In Britain, a Rout Turns into a RaceGonzalo Vina and Stanley Reed
No matter how uncertain life in Britain became during the global crash and its painful aftermath, one thing seemed sure: Prime Minister Gordon Brown and his Labour Party would get trounced in the next election. Since 2008, the opposition Conservatives have mostly enjoyed a double-digit lead in the polls.
With the election now expected in May, however, the expected rout is suddenly too close to call. A YouGov survey released on Feb. 28 had Labour trailing by just two percentage points, well within the margin of error. Other polls show the Tory lead down to five points, which pollsters doubt would give the Conservatives a clear majority.

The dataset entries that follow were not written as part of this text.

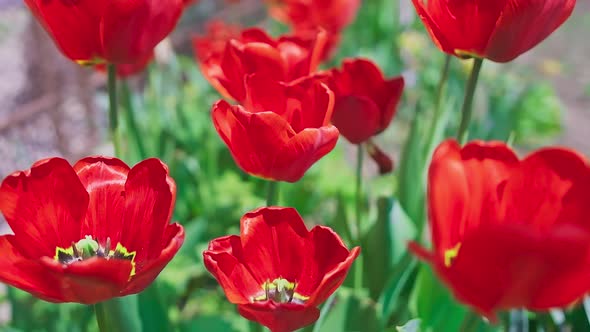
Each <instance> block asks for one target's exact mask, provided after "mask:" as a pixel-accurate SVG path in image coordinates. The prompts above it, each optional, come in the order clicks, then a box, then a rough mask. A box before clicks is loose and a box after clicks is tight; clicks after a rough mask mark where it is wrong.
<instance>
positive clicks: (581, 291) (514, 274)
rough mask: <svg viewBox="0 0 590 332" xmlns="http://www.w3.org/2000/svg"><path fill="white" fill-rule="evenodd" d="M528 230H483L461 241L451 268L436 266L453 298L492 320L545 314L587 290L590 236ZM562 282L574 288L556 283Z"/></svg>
mask: <svg viewBox="0 0 590 332" xmlns="http://www.w3.org/2000/svg"><path fill="white" fill-rule="evenodd" d="M528 228H529V227H528V226H526V225H518V224H510V225H502V226H497V225H492V226H487V225H485V226H481V227H480V228H478V229H477V231H474V232H471V233H470V234H469V235H468V236H467V237H466V238H465V239H464V241H463V243H462V245H461V248H460V250H459V253H458V256H457V257H456V258H455V259H454V260H453V261H452V263H451V267H450V268H448V269H447V268H445V267H443V266H442V265H441V264H439V265H438V271H439V273H440V274H441V275H442V276H443V278H445V280H447V282H448V284H449V285H450V286H451V287H452V289H453V292H454V293H455V295H456V296H457V298H459V299H460V300H461V301H464V302H466V303H469V304H471V305H472V306H474V307H475V308H477V310H478V311H479V312H480V313H482V314H484V315H486V316H488V317H490V318H493V317H494V313H495V312H497V311H499V310H503V309H509V308H519V307H526V308H532V309H539V310H546V309H549V308H552V307H560V306H566V305H569V304H571V303H572V302H573V301H575V300H577V299H579V298H580V297H582V296H583V295H584V294H585V292H586V290H587V289H588V287H589V286H590V278H589V277H590V268H588V253H589V250H590V241H589V240H590V233H588V232H587V231H582V230H581V229H579V228H578V229H572V228H570V226H566V227H563V228H561V227H556V228H555V229H554V230H553V231H552V232H550V233H547V234H539V233H535V232H530V230H529V229H528ZM499 244H501V245H499ZM564 281H567V282H576V283H575V284H569V283H568V284H563V283H561V284H555V282H564ZM492 285H493V286H492ZM551 285H553V286H551ZM557 285H559V287H557ZM547 287H548V288H547ZM560 292H562V293H560Z"/></svg>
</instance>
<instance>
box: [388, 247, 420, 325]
mask: <svg viewBox="0 0 590 332" xmlns="http://www.w3.org/2000/svg"><path fill="white" fill-rule="evenodd" d="M416 267H417V261H416V259H415V258H414V256H413V255H412V254H411V253H409V252H407V253H406V254H405V255H404V257H403V258H402V260H401V261H400V262H399V263H398V264H397V265H396V266H395V269H394V271H393V273H392V274H390V275H391V277H390V278H389V281H388V282H387V285H386V286H385V288H384V290H383V292H382V293H381V296H380V297H379V301H378V303H379V306H380V307H381V317H382V323H383V325H384V326H387V325H389V324H390V322H391V321H392V319H391V318H392V315H393V314H394V313H395V312H400V313H405V312H407V302H408V301H407V298H406V297H407V294H404V293H407V289H408V286H410V285H411V284H412V283H411V282H413V279H414V278H415V276H416ZM402 296H403V297H402ZM400 306H403V307H400ZM396 318H397V319H398V320H399V319H400V318H399V317H396ZM395 321H396V320H395V319H394V320H393V322H395Z"/></svg>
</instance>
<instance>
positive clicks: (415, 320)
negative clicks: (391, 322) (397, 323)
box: [397, 318, 420, 332]
mask: <svg viewBox="0 0 590 332" xmlns="http://www.w3.org/2000/svg"><path fill="white" fill-rule="evenodd" d="M397 331H398V332H420V319H419V318H415V319H412V320H410V321H408V322H407V323H406V324H404V325H403V326H398V327H397Z"/></svg>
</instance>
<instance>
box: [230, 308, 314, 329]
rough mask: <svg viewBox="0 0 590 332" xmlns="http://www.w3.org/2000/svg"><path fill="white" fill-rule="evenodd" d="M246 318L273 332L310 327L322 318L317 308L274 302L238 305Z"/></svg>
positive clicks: (242, 315) (239, 310)
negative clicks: (270, 330) (321, 317)
mask: <svg viewBox="0 0 590 332" xmlns="http://www.w3.org/2000/svg"><path fill="white" fill-rule="evenodd" d="M238 312H239V313H240V315H242V316H243V317H244V318H246V319H249V320H252V321H256V322H258V323H260V324H262V325H264V326H266V327H268V328H269V329H270V330H271V331H272V332H291V331H295V330H297V329H300V328H302V327H304V326H307V325H310V324H312V323H313V322H315V321H316V320H318V318H319V317H320V310H319V309H318V308H316V307H308V306H302V305H298V304H293V303H281V304H277V303H274V302H272V301H266V302H256V303H251V304H242V305H238Z"/></svg>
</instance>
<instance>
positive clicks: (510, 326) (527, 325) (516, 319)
mask: <svg viewBox="0 0 590 332" xmlns="http://www.w3.org/2000/svg"><path fill="white" fill-rule="evenodd" d="M509 330H510V331H513V332H528V330H529V318H528V315H527V312H526V310H523V309H513V310H510V328H509Z"/></svg>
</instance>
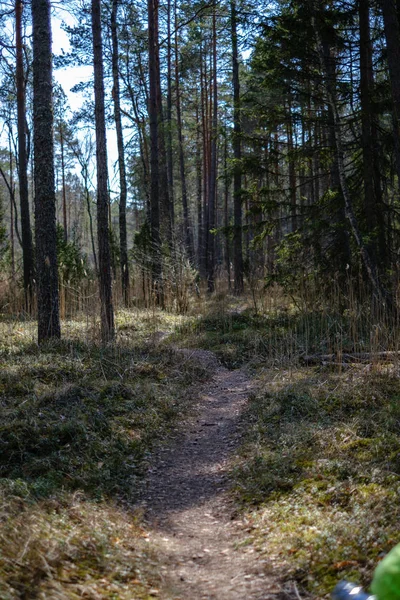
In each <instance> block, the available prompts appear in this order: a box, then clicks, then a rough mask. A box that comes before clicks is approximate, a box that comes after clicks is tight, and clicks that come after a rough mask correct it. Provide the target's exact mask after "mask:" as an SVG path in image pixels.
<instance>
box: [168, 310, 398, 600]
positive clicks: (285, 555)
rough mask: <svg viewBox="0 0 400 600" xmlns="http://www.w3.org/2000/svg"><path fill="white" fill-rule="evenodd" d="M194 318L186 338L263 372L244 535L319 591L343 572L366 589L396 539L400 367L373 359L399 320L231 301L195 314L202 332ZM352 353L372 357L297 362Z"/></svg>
mask: <svg viewBox="0 0 400 600" xmlns="http://www.w3.org/2000/svg"><path fill="white" fill-rule="evenodd" d="M189 325H190V323H189V324H188V323H186V324H185V328H186V329H185V331H184V329H183V328H182V329H181V334H178V335H183V336H184V335H187V336H188V337H187V339H186V343H188V344H191V343H192V344H199V345H202V346H203V347H205V348H207V349H211V350H213V351H215V352H216V353H217V355H218V356H219V357H220V359H221V360H222V361H223V362H224V363H225V364H226V365H227V366H228V367H231V368H235V367H238V366H241V365H243V364H247V365H248V366H250V367H252V369H253V373H254V375H255V376H256V377H257V378H259V393H257V394H256V395H254V397H252V398H251V400H250V402H249V406H248V411H247V413H246V414H245V415H244V417H243V420H244V431H245V436H244V445H243V449H242V455H241V457H240V459H239V460H238V462H237V465H236V467H235V469H234V472H233V480H234V481H235V489H236V494H237V501H238V503H239V505H240V508H241V511H242V513H243V515H244V517H245V519H246V521H247V522H248V523H249V530H250V531H251V533H250V537H249V539H248V542H249V543H250V542H251V543H253V544H255V545H256V546H257V547H258V549H259V550H260V552H261V553H265V555H266V557H267V558H271V559H272V560H273V562H274V564H275V566H276V569H277V571H278V572H279V573H281V574H282V577H283V578H287V579H292V580H293V579H294V580H295V581H296V582H297V583H298V585H299V587H300V588H301V589H303V591H304V593H309V594H311V595H312V596H313V597H316V598H322V597H329V595H330V592H331V591H332V589H333V587H334V585H335V584H336V583H337V581H339V580H340V579H346V578H347V579H350V580H352V581H355V582H361V583H362V584H364V585H365V586H367V587H368V584H369V582H370V580H371V576H372V572H373V569H374V567H375V565H376V564H377V562H378V561H379V559H380V558H381V557H382V555H383V554H384V553H385V552H387V551H388V550H389V549H390V548H391V547H392V546H393V545H394V544H396V543H397V542H400V534H399V531H398V523H399V517H400V508H399V506H400V502H399V501H400V433H399V432H400V366H399V364H394V365H393V364H392V365H380V364H379V362H377V360H376V359H374V352H376V351H380V350H386V349H393V348H397V347H398V331H397V328H391V327H390V326H388V325H387V324H385V323H383V322H379V323H373V322H372V320H371V317H370V316H368V314H363V313H361V312H360V313H357V314H353V313H350V312H346V311H345V312H344V313H343V314H341V315H338V314H332V313H329V312H327V313H324V312H323V311H322V312H314V313H313V312H309V313H307V312H306V313H301V312H299V311H296V310H290V309H286V310H284V311H274V312H271V311H270V312H269V313H266V314H265V315H254V313H253V312H252V310H251V309H245V310H241V311H239V312H236V311H235V307H234V306H230V307H229V308H228V309H227V310H224V311H220V312H219V311H218V310H216V308H215V307H214V309H213V310H212V311H211V312H210V313H209V314H207V315H203V316H202V317H200V318H198V319H197V320H196V321H195V322H192V323H191V327H192V332H194V333H195V334H196V336H193V337H190V334H189V335H188V334H187V332H188V331H189ZM354 351H356V352H357V351H363V352H371V353H372V358H371V361H372V365H369V366H366V365H354V366H352V367H349V366H348V365H345V367H344V368H343V369H342V370H341V371H340V369H341V367H340V366H337V365H332V366H328V367H312V368H311V367H302V366H301V365H302V357H303V356H304V355H305V354H314V353H315V354H319V353H322V354H324V353H337V355H338V356H339V355H340V353H342V352H354ZM339 360H340V359H339Z"/></svg>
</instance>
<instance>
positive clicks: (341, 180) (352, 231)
mask: <svg viewBox="0 0 400 600" xmlns="http://www.w3.org/2000/svg"><path fill="white" fill-rule="evenodd" d="M317 7H318V4H317V2H316V0H313V15H312V24H313V28H314V32H315V37H316V42H317V51H318V56H319V60H320V65H321V71H322V73H323V76H324V79H325V89H326V95H327V99H328V103H329V106H330V108H331V110H332V115H333V124H334V129H333V132H334V138H335V150H336V158H337V165H338V175H339V181H340V187H341V191H342V194H343V198H344V203H345V210H346V217H347V219H348V221H349V223H350V227H351V230H352V232H353V235H354V238H355V240H356V243H357V246H358V248H359V250H360V255H361V260H362V262H363V265H364V267H365V270H366V272H367V275H368V279H369V281H370V284H371V288H372V290H373V293H374V294H375V296H376V297H377V298H378V300H380V301H383V302H384V303H385V304H386V306H387V308H388V309H389V310H392V309H393V308H394V304H393V297H392V295H391V294H390V292H388V290H386V289H385V288H384V286H383V285H382V283H381V281H380V279H379V275H378V271H377V267H376V263H375V261H374V259H373V257H371V255H370V253H369V252H368V248H367V247H366V245H365V244H364V241H363V238H362V235H361V233H360V229H359V226H358V222H357V219H356V216H355V213H354V209H353V205H352V202H351V196H350V193H349V190H348V187H347V181H346V172H345V165H344V150H343V145H342V132H341V122H340V116H339V111H338V108H337V104H336V95H335V92H334V91H333V90H332V79H331V78H330V77H329V76H328V73H329V65H328V64H327V63H326V53H325V52H324V49H323V45H322V42H321V38H320V33H319V30H318V27H317V25H316V19H315V12H316V9H317Z"/></svg>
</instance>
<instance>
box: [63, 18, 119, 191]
mask: <svg viewBox="0 0 400 600" xmlns="http://www.w3.org/2000/svg"><path fill="white" fill-rule="evenodd" d="M63 20H64V21H65V22H67V24H68V25H73V24H74V18H73V17H72V16H71V15H70V14H69V13H67V12H66V11H60V12H57V13H56V14H55V15H53V17H52V34H53V54H55V55H60V54H62V53H63V52H65V53H67V52H69V51H70V49H71V48H70V44H69V40H68V35H67V34H66V32H65V31H64V30H63V29H62V27H61V24H62V21H63ZM92 72H93V68H92V67H91V66H79V67H65V68H64V69H54V72H53V76H54V79H55V80H56V81H57V82H58V83H59V84H60V85H61V86H62V88H63V90H64V92H65V94H66V95H67V98H68V103H69V106H70V108H71V112H72V111H76V110H78V109H79V108H80V107H81V106H82V104H83V102H84V97H83V94H81V93H77V92H72V91H71V89H72V88H73V87H74V85H76V84H77V83H79V82H81V81H88V80H89V79H90V77H91V76H92ZM107 152H108V168H109V178H110V185H111V188H112V189H113V188H115V187H116V185H115V184H116V180H117V179H118V169H117V168H116V162H117V159H118V151H117V140H116V134H115V131H114V129H110V128H108V129H107Z"/></svg>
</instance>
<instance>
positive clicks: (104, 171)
mask: <svg viewBox="0 0 400 600" xmlns="http://www.w3.org/2000/svg"><path fill="white" fill-rule="evenodd" d="M92 36H93V67H94V101H95V125H96V167H97V169H96V170H97V235H98V246H99V256H98V260H99V286H100V305H101V306H100V314H101V338H102V342H103V343H104V344H105V343H108V342H110V341H112V340H113V338H114V333H115V331H114V309H113V300H112V282H111V253H110V229H109V204H110V199H109V194H108V165H107V142H106V120H105V108H104V71H103V51H102V32H101V5H100V0H92Z"/></svg>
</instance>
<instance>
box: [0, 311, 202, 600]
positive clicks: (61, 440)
mask: <svg viewBox="0 0 400 600" xmlns="http://www.w3.org/2000/svg"><path fill="white" fill-rule="evenodd" d="M179 322H181V321H179ZM117 324H118V326H119V333H118V339H117V342H116V344H115V345H114V346H112V347H109V348H106V349H102V348H101V347H100V346H99V345H97V344H96V342H95V341H94V338H95V334H94V332H93V331H91V330H90V329H89V328H88V324H87V323H85V322H84V321H82V322H69V323H64V324H63V325H64V327H63V329H64V335H65V339H64V341H62V342H58V343H57V342H56V343H53V344H48V345H47V346H45V347H43V348H41V349H40V350H39V348H38V347H37V346H36V345H35V343H34V341H33V338H34V330H35V324H34V323H31V322H29V321H28V322H25V323H22V322H13V321H8V322H2V323H0V339H1V340H2V344H1V347H0V367H1V371H0V413H1V421H0V422H1V425H0V445H1V454H0V477H1V479H0V505H1V510H0V520H1V530H0V597H1V598H2V599H4V600H16V599H27V600H28V599H29V600H31V599H33V598H42V599H43V600H44V599H45V598H46V599H47V598H52V599H60V600H64V599H67V598H68V599H70V598H92V599H97V598H107V599H109V598H110V599H111V598H113V599H116V598H118V599H121V600H122V599H124V598H138V599H142V598H150V597H152V596H154V595H157V589H156V588H157V585H158V582H159V580H160V573H161V572H162V571H161V570H160V565H158V564H157V560H156V557H154V556H153V555H152V552H151V549H150V548H149V544H148V543H147V541H146V535H145V533H144V531H143V530H142V529H141V527H140V519H139V518H138V517H139V515H138V514H137V513H135V512H134V511H133V509H132V505H133V501H134V500H135V498H136V496H137V492H138V489H139V487H140V480H141V477H142V475H143V473H144V465H145V464H146V461H147V459H148V458H149V456H150V454H151V452H152V449H153V448H154V446H155V444H158V443H162V440H164V439H167V438H168V433H169V431H171V429H172V428H173V427H174V424H175V423H176V420H177V419H179V418H180V417H181V415H182V412H184V411H185V410H186V409H187V408H188V406H187V402H188V400H187V389H188V387H190V386H191V385H192V384H194V383H195V382H199V381H201V380H203V379H204V377H205V376H206V373H205V371H204V369H202V368H201V367H200V366H199V365H196V364H194V363H193V362H192V361H190V360H186V361H185V362H184V363H183V362H182V359H181V357H179V356H177V355H176V354H175V353H174V352H173V351H171V350H168V349H167V348H163V347H156V346H155V345H154V343H153V337H152V336H153V334H154V332H155V331H157V330H163V331H164V332H167V333H168V332H169V331H171V330H172V329H173V328H174V327H175V324H176V318H174V317H173V316H171V315H168V314H162V313H135V314H132V313H131V314H130V315H129V313H122V314H119V315H118V316H117ZM67 336H68V337H67Z"/></svg>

That news just about spoiled the Conservatives' spring conference in Brighton. David Cameron, the still young (he's 43) but perhaps not quite so smoothly confident Tory leader (he has been waiting years for this moment), told the party faithful on Feb. 28 that he faced a "real fight" to unseat Brown. "We all know the British people have still got some big questions that they want to ask us," Cameron said.
The tightening race has spooked the currency markets by suggesting the possibility of a hung Parliament, with no party wielding the clout needed to deal with looming budget deficits. The YouGov poll triggered a 3% plunge in sterling over Mar. 1 and 2—11% off its November high—before the currency recovered slightly to $1.51. The Bloomberg consensus is for the pound to climb back to $1.64 by yearend.
How the Tories squandered their advantage is a matter of debate. Just about everyone agrees that the party's pronouncements on the economy, which shrank 4.8% in 2009, have played a big role. The Conservatives have been brutally frank on the need to rein in the budget deficit, projected at 12.6% of gross domestic product for this fiscal year. George Osborne, the party's choice for Chancellor of the Exchequer, wants an emergency budget within 50 days of the Tories' taking power that will freeze public sector pay, cut the cost of central government by 33% over five years, and boost the qualifying age for a pension. Whoever wins the election, he said on Feb. 25, "will have to be tougher than Margaret Thatcher."
The Iron Lady hasn't been Prime Minister for nearly 20 years, and invoking her doesn't necessarily win support today. The Tories' tough talk has coincided with the erosion of their lead as voters worry about losing benefits and public sector jobs. And while the blue-blooded Cameron sports a man-of-the people air, his inner circle has been less successful at showing sympathy for ordinary folk. Although few doubt that a renewed Brown premiership would be austere, voters may reckon it would be kinder than a Tory regime. "Bizarrely, with Labour all over the place [with their message], they are being consistent about protecting the safety net of public services," says Ben Page, chief executive of pollster Ipsos Mori.
Signs of economic improvement are also helping Brown. Home prices were actually up over the past year, and business confidence surveys are looking better. Andrew Hawkins, executive chairman of pollster ComRes, sees Labour gaining as "they get credit for the claim that they put in place the right measures to get out of the recession."
With just about two months left before the expected election date of May 6, the outcome is impossible to predict. A Tory majority, a minority Labour government, or a split Parliament with the third-party Liberal Democrats holding the swing votes are all viable scenarios. The markets have a jittery season ahead of them.